This is one of the first reported cases that deals with oral construction contracts and the implications of the court’s decision on future cases.
Mr Purton carried out works for Kilker Projects Limited at the Dorchester Hotel in London. The parties did not enter into a formal written contract but instead attended a series of meetings to determine the nature and scope of the works.
In December 2014, Mr Purton submitted his final account to Kilker Projects Limited, requesting payment of £147,223. Kilker Projects Limited did not pay this sum and did not submit a payless notice. A dispute arose between the parties and the dispute was referred to adjudication.
The adjudicator ordered Kilker Projects Limited to pay to Mr Purton £147,223, plus his fees and expenses.

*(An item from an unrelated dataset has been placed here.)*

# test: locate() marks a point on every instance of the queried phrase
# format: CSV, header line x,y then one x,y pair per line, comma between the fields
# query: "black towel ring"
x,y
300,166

When Mr Purton did not receive payment, he issued proceedings against Kilker Projects Limited to enforce the decision of the adjudicator.

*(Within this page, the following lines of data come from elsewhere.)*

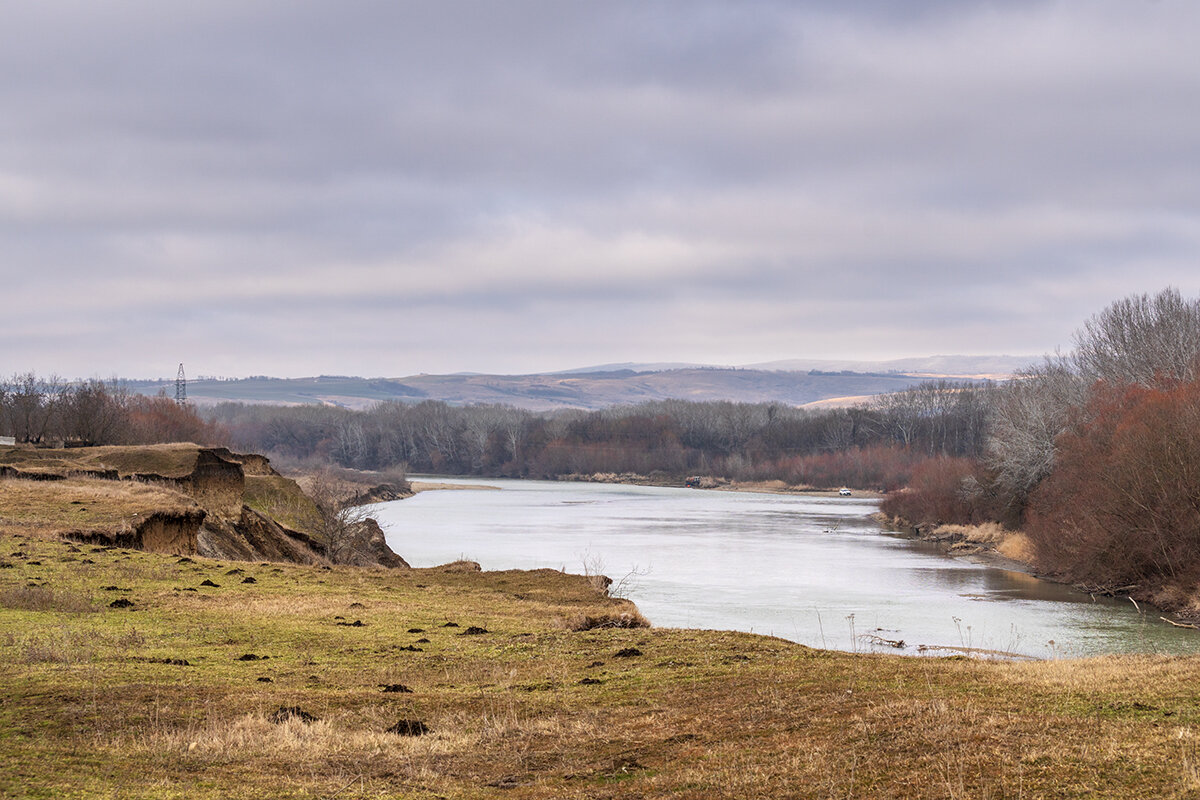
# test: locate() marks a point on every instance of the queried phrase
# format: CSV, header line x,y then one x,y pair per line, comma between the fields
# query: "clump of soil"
x,y
409,728
286,713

Kilker Projects Limited argued that there was no contract between the parties and that even if one existed, it was not the same contract that was referred to adjudication. Accordingly, the adjudicator lacked jurisdiction to determine the dispute.

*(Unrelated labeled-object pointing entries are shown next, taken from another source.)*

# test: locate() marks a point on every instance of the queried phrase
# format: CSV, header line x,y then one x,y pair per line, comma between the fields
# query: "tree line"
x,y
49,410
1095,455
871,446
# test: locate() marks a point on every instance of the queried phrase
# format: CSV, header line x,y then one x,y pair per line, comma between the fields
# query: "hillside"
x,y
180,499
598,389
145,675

Mr Justice Stuart-Smith rejected this argument. There was substantial performance on both sides – Mr Purton had carried out the works and Kilker Projects Limited had made significant payments to Mr Purton. While this was not definitive evidence of the existence of a contract, it was nonetheless a relevant factor. There was conduct between the parties that identified agreement as to the original price and scope of the works. The judge found that it was unrealistic to suggest that there was no legally binding contract between the parties.
The judge also dismissed Kilker Projects Limited’s secondary argument that, even if a contract existed, it was not the same contract that was referred to adjudication. As signatories to a construction contract, both parties had a statutory right to refer a dispute to adjudication at any time. Consequently, it did not matter whether the contract existed on the terms put forward in the referral notice.
The judge concluded that Kilker Projects Limited did not have reasonable prospects of successfully defending the claim.
This is one of the first reported cases that deals with oral construction contracts. The judgment provides useful guidance concerning the court’s approach to establishing the existence of a construction contract. It also demonstrates the court’s willingness to enforce adjudicators’ decisions, regardless of the precise terms of the contract.